# Stocking new 125 gal w/ haps, mbuna, and peacocks?



## silvergould (Oct 9, 2014)

I was just given a 125 gallon and am hoping to stick it with some colourful cichlids that can breed without too much worry of hybridization, ideally ones where the females are somewhereat different, but I do want one or two breeds of peacock if possible. I plan on running tons of filtration so I can overstock a bit to help with aggression (1200gph). I like lesser known (eg not yellow lab) I'm looking for stocking opinions, I've only recently started searching for cichlid species on here and some I like are:
Copadichromis verdunyi , narangu- because of females looks
Placidochromis sp phenchilus tanzania
Otopharynx lithobates
Ngara flame tail peacock
Aulonacara stuartgranti cobue
Etc
Thanks for your input, and the background and sand are going to be black so I'd prefer no dark dark fish.


----------



## silvergould (Oct 9, 2014)

I should also mention I'm not opposed to putting a Victoria or tanganyikan species as well.


----------



## DJRansome (Oct 29, 2005)

Two species of peacocks are pretty much guaranteed to crossbreed and once mixed, you would be unable to ID the separate species of females and so would be unable to sell or give them away. The species you've got so far should work well together. You will have 4 colorful fish and the rest silver.


----------



## pfoster74 (May 13, 2012)

DJRansome said:


> Two species of peacocks are pretty much guaranteed to crossbreed and once mixed, you would be unable to ID the separate species of females and so would be unable to sell or give them away. The species you've got so far should work well together. You will have 4 colorful fish and the rest silver.

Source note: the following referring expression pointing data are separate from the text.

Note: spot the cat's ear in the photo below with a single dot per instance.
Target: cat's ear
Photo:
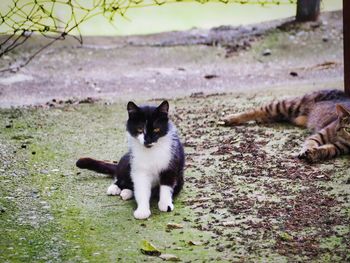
(132, 107)
(342, 111)
(163, 107)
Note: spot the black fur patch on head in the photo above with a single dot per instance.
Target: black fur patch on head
(150, 121)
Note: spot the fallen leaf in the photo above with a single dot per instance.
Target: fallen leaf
(148, 248)
(195, 243)
(169, 257)
(285, 236)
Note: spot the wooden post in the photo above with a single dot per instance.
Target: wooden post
(307, 10)
(346, 37)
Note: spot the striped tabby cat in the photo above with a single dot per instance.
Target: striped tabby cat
(325, 112)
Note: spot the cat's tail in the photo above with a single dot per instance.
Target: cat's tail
(97, 166)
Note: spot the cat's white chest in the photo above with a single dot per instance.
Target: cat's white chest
(150, 162)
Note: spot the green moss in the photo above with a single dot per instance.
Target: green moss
(55, 212)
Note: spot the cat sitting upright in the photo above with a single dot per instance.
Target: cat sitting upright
(326, 112)
(154, 163)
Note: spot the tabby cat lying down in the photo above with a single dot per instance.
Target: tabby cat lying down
(325, 112)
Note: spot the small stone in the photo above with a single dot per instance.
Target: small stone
(267, 52)
(174, 226)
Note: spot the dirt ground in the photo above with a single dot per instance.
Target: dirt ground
(177, 64)
(247, 198)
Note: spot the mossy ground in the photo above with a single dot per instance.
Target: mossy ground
(246, 196)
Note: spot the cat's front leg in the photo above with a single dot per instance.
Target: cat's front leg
(142, 192)
(165, 203)
(113, 189)
(126, 194)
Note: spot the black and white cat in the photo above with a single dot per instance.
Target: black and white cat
(154, 163)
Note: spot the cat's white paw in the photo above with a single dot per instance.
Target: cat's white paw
(142, 213)
(126, 194)
(113, 190)
(165, 206)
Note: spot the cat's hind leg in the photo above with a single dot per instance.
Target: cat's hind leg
(168, 179)
(274, 111)
(323, 152)
(165, 203)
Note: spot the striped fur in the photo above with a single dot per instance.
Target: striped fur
(325, 112)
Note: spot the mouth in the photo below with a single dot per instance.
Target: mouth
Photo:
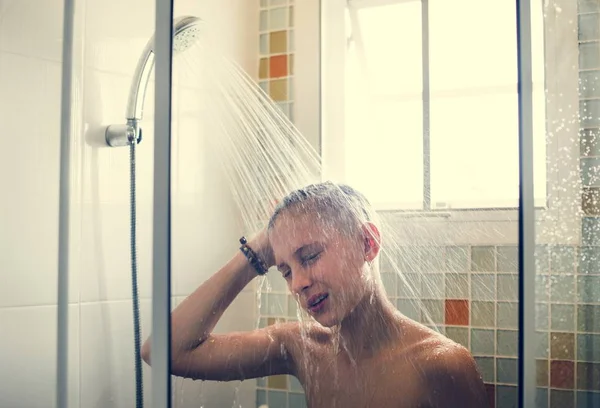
(317, 302)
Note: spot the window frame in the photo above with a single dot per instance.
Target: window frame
(318, 91)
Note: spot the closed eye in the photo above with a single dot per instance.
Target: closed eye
(311, 259)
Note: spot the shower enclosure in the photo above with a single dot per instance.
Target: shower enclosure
(480, 120)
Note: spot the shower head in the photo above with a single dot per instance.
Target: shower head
(186, 31)
(185, 34)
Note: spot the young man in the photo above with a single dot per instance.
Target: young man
(357, 350)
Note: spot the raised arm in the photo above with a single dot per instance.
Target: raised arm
(199, 354)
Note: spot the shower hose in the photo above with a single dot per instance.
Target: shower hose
(139, 396)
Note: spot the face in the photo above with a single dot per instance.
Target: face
(326, 269)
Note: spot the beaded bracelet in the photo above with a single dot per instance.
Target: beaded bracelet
(253, 258)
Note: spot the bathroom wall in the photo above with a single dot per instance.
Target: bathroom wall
(109, 38)
(467, 281)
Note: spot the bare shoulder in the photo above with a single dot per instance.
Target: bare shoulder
(450, 376)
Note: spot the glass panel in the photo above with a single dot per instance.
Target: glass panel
(30, 98)
(474, 106)
(386, 41)
(566, 232)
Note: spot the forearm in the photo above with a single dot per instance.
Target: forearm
(195, 318)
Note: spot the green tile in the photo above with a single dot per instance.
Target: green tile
(408, 260)
(508, 315)
(561, 398)
(506, 396)
(588, 347)
(432, 286)
(542, 288)
(541, 372)
(562, 346)
(434, 310)
(457, 259)
(588, 318)
(589, 143)
(409, 308)
(590, 229)
(542, 348)
(483, 314)
(457, 286)
(409, 286)
(541, 316)
(590, 171)
(588, 376)
(277, 399)
(508, 258)
(562, 288)
(486, 368)
(297, 401)
(507, 343)
(589, 259)
(562, 317)
(542, 259)
(588, 84)
(562, 259)
(483, 259)
(587, 399)
(588, 288)
(588, 27)
(589, 55)
(483, 287)
(508, 287)
(506, 370)
(459, 335)
(482, 342)
(433, 259)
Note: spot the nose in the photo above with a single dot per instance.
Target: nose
(301, 281)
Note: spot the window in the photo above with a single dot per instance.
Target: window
(430, 108)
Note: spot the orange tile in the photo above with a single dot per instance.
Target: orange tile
(278, 66)
(278, 42)
(457, 312)
(562, 374)
(263, 68)
(278, 90)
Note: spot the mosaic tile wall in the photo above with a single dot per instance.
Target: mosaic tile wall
(470, 293)
(276, 43)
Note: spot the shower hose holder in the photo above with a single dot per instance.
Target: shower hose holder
(124, 135)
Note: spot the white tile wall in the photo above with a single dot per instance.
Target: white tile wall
(110, 35)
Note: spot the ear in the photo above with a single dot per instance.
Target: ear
(372, 240)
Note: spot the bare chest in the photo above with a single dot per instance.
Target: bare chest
(336, 382)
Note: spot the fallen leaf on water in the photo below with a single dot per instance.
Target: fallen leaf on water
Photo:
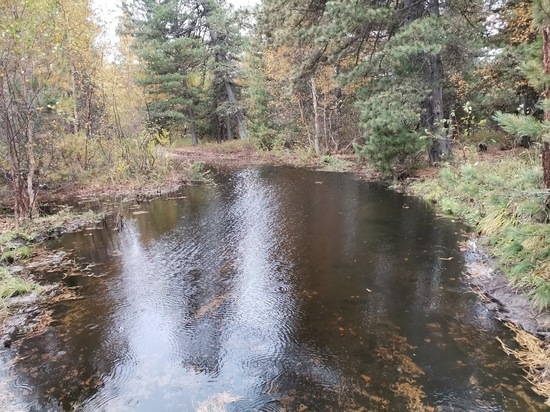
(366, 378)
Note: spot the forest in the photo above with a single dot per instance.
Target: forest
(449, 100)
(400, 85)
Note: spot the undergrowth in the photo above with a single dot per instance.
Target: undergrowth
(504, 201)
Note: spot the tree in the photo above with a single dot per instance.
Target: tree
(30, 48)
(190, 51)
(521, 125)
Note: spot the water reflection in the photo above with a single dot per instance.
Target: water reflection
(288, 289)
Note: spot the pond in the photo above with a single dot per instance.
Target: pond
(273, 289)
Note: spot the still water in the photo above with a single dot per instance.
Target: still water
(275, 289)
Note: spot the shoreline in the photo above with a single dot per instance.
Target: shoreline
(490, 283)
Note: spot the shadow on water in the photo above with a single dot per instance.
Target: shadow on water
(281, 288)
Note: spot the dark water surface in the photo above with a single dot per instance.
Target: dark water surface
(280, 289)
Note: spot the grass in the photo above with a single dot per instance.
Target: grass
(15, 246)
(503, 200)
(11, 285)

i see alot of posts where people say dont put this peacock with that peacock they will hybridize. so how do they stay pure in the wild if the females all look the same.


----------



## rennsport2011 (Oct 21, 2013)

pfoster74 said:


> DJRansome said:
> 
> 
> > Two species of peacocks are pretty much guaranteed to crossbreed and once mixed, you would be unable to ID the separate species of females and so would be unable to sell or give them away. The species you've got so far should work well together. You will have 4 colorful fish and the rest silver.
> ...


Mostly they live in geographically separate locations.


----------



## Deeda (Oct 12, 2012)

rennsport2011 said:


> Mostly they live in geographically separate locations.


+1 and even if two species or sub species were in the same general location, there are usually enough males and females present to avoid cross breeding.


----------



## pfoster74 (May 13, 2012)

ty very interesting


----------



## silvergould (Oct 9, 2014)

Thanks for the replies


----------